From Merriam-Websters Online

August 28, 2005
Somewhat Productive Day
Filed under: Nine @ 10:33 pm
22.5%

Total Page Count: 90. These are the easy pages. The harder parts are yet to come. Eve just got shot and received some disturbing news. All in all, not too bad.

The first draft is always hard for me to write. Writing good descriptions is always harder than writing the entire first draft. Don’t ask me why or how it is so. It just is. I recently ordered a book on descriptions for that reason.

Tonight, I’m going to read Swain’s Techniques of the Selling Writer.
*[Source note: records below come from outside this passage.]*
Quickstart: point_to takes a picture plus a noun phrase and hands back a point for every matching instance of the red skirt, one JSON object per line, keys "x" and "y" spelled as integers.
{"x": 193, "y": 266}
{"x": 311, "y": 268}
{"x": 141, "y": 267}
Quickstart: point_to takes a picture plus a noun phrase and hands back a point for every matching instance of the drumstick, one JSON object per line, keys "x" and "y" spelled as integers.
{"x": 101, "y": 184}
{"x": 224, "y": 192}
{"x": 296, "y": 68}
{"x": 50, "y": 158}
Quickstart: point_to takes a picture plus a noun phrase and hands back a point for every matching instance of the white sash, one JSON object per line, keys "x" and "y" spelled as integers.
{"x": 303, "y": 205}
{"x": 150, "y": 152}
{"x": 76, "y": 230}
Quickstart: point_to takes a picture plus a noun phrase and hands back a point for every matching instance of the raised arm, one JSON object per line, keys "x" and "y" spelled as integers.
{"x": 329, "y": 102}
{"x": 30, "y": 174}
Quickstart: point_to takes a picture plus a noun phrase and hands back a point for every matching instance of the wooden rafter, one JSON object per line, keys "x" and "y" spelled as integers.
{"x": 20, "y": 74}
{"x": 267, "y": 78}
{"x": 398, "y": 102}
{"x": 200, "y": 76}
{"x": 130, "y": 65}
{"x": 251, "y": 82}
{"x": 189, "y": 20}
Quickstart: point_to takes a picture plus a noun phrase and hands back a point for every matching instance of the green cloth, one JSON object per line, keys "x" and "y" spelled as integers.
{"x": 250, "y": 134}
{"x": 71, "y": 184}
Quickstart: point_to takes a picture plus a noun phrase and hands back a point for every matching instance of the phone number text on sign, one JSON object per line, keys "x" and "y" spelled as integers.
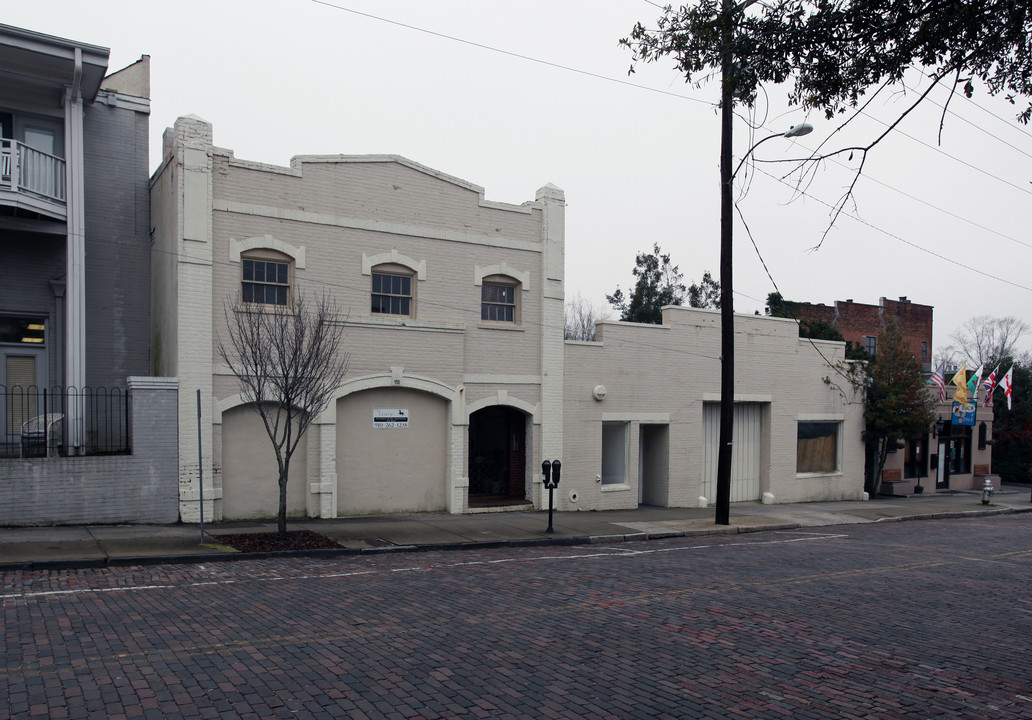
{"x": 390, "y": 418}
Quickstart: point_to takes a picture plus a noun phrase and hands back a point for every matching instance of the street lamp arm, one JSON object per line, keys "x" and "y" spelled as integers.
{"x": 794, "y": 131}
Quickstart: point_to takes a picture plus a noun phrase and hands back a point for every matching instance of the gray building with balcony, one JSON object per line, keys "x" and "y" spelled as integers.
{"x": 74, "y": 226}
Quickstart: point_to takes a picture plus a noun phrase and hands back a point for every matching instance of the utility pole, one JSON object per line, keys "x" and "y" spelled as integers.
{"x": 727, "y": 296}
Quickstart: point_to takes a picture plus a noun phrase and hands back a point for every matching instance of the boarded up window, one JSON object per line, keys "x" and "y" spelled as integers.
{"x": 816, "y": 450}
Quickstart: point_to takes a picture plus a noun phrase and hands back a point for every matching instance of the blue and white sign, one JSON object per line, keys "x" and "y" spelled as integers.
{"x": 390, "y": 418}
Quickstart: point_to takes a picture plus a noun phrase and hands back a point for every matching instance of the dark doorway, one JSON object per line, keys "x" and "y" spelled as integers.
{"x": 497, "y": 456}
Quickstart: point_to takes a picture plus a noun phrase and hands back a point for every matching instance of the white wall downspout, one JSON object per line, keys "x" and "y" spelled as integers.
{"x": 75, "y": 260}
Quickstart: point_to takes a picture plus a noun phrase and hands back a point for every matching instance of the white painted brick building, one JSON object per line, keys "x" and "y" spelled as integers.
{"x": 454, "y": 319}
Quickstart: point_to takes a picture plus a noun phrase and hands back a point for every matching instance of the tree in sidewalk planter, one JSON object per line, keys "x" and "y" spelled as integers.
{"x": 288, "y": 359}
{"x": 660, "y": 283}
{"x": 897, "y": 401}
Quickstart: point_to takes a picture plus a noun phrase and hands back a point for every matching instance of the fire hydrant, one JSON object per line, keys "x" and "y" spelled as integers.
{"x": 987, "y": 491}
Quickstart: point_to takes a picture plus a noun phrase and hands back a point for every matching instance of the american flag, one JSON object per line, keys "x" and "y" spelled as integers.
{"x": 939, "y": 379}
{"x": 990, "y": 385}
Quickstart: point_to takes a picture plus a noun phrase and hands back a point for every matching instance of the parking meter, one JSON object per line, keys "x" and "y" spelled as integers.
{"x": 550, "y": 478}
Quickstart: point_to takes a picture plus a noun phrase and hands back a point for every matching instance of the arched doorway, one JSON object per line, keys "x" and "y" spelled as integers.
{"x": 497, "y": 456}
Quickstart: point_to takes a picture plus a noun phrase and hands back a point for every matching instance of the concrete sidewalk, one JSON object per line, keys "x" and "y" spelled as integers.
{"x": 98, "y": 546}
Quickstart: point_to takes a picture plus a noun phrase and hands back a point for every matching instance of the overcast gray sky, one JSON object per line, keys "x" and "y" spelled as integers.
{"x": 945, "y": 225}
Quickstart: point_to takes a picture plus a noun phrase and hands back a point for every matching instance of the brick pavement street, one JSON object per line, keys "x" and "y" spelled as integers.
{"x": 809, "y": 624}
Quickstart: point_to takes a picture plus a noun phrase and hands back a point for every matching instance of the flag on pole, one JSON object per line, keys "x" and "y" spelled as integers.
{"x": 990, "y": 385}
{"x": 1006, "y": 382}
{"x": 973, "y": 384}
{"x": 960, "y": 380}
{"x": 939, "y": 378}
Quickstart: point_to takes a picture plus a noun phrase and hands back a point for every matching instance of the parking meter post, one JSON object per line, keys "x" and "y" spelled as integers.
{"x": 550, "y": 477}
{"x": 551, "y": 489}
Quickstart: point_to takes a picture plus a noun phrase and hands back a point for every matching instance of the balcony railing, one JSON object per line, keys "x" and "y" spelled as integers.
{"x": 40, "y": 422}
{"x": 25, "y": 169}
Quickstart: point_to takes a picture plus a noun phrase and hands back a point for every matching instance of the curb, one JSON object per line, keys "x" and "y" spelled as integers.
{"x": 147, "y": 560}
{"x": 957, "y": 514}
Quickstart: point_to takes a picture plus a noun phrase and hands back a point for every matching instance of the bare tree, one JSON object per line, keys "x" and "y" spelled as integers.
{"x": 288, "y": 360}
{"x": 579, "y": 317}
{"x": 986, "y": 339}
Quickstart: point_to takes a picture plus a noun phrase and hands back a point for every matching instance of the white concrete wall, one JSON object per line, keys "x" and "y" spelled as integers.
{"x": 666, "y": 373}
{"x": 337, "y": 217}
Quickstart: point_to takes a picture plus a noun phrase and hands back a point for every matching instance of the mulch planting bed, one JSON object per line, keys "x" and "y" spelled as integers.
{"x": 272, "y": 542}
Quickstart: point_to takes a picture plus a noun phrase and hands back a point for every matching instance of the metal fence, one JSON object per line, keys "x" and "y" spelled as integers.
{"x": 52, "y": 422}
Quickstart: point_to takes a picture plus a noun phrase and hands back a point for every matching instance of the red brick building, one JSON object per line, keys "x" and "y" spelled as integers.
{"x": 860, "y": 323}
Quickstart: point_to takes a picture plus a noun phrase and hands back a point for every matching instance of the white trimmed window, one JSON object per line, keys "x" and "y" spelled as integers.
{"x": 614, "y": 453}
{"x": 817, "y": 447}
{"x": 393, "y": 291}
{"x": 500, "y": 300}
{"x": 265, "y": 277}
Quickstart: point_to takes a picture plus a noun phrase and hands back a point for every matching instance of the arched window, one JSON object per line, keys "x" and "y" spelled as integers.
{"x": 500, "y": 299}
{"x": 393, "y": 290}
{"x": 266, "y": 276}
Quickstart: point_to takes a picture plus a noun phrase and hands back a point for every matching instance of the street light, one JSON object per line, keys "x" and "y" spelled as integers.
{"x": 727, "y": 294}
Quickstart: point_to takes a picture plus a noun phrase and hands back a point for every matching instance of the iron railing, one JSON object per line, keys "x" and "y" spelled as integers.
{"x": 52, "y": 422}
{"x": 26, "y": 169}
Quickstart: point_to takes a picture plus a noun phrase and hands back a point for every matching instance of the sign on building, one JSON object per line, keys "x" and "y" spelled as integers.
{"x": 387, "y": 418}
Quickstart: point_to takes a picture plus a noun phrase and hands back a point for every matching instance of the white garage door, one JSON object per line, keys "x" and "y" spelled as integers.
{"x": 744, "y": 454}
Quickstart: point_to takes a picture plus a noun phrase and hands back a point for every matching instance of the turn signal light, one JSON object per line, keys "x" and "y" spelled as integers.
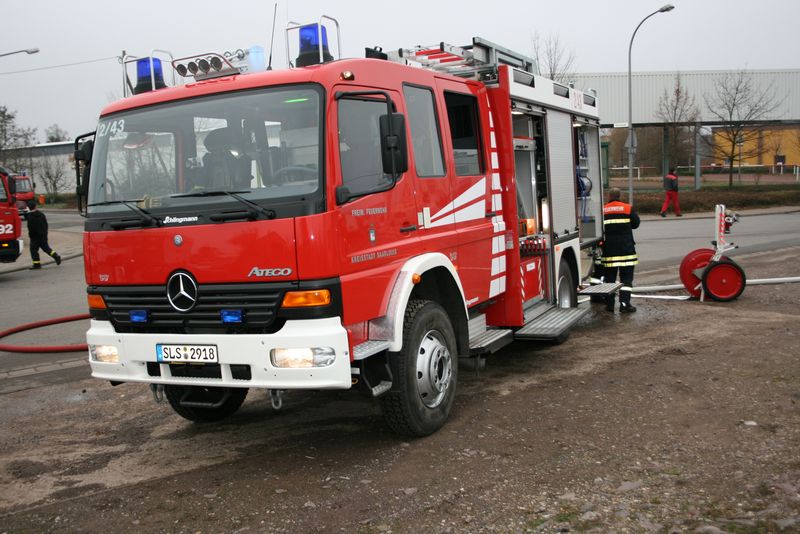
{"x": 96, "y": 302}
{"x": 304, "y": 299}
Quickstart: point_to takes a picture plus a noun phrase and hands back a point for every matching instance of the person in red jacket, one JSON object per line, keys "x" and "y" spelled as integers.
{"x": 671, "y": 193}
{"x": 619, "y": 249}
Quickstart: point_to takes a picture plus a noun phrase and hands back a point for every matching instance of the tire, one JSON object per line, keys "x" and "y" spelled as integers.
{"x": 724, "y": 280}
{"x": 222, "y": 402}
{"x": 566, "y": 288}
{"x": 424, "y": 372}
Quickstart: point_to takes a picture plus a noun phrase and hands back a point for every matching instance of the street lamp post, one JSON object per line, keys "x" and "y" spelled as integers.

I figured it’d be good for me to see what the master has to say.

Morpheme
Filed under: The Word of the Day @ 4:00 pm

morpheme • \MOR-feem\ • noun
: a word or part of a word that contains no smaller unit of meaning

Example sentence:
The word “unloader” includes the morphemes “un-,” “load,” and “-er.”

Did you know?
Morphemes are the indivisible basic units of language, much like the atoms which physicists once assumed were the indivisible units of matter. English speakers borrowed “morpheme” from French “morphème,” which was itself created from the Greek root “morphē,” meaning “form.” The French borrowed “-ème” from their word “phonème,” which, like English “phoneme,” means “a basic unit of speech that distinguishes one utterance from another.” The French suffix and its English equivalent “-eme” are used to create words that refer to distinctive units of language structure. Words formed from “-eme” include “lexeme” (”a meaningful linguistic unit in the vocabulary of a language”), “grapheme” (”a unit of a writing system”), and “toneme” (”a unit of intonation in a language in which variations in tone distinguish meaning”).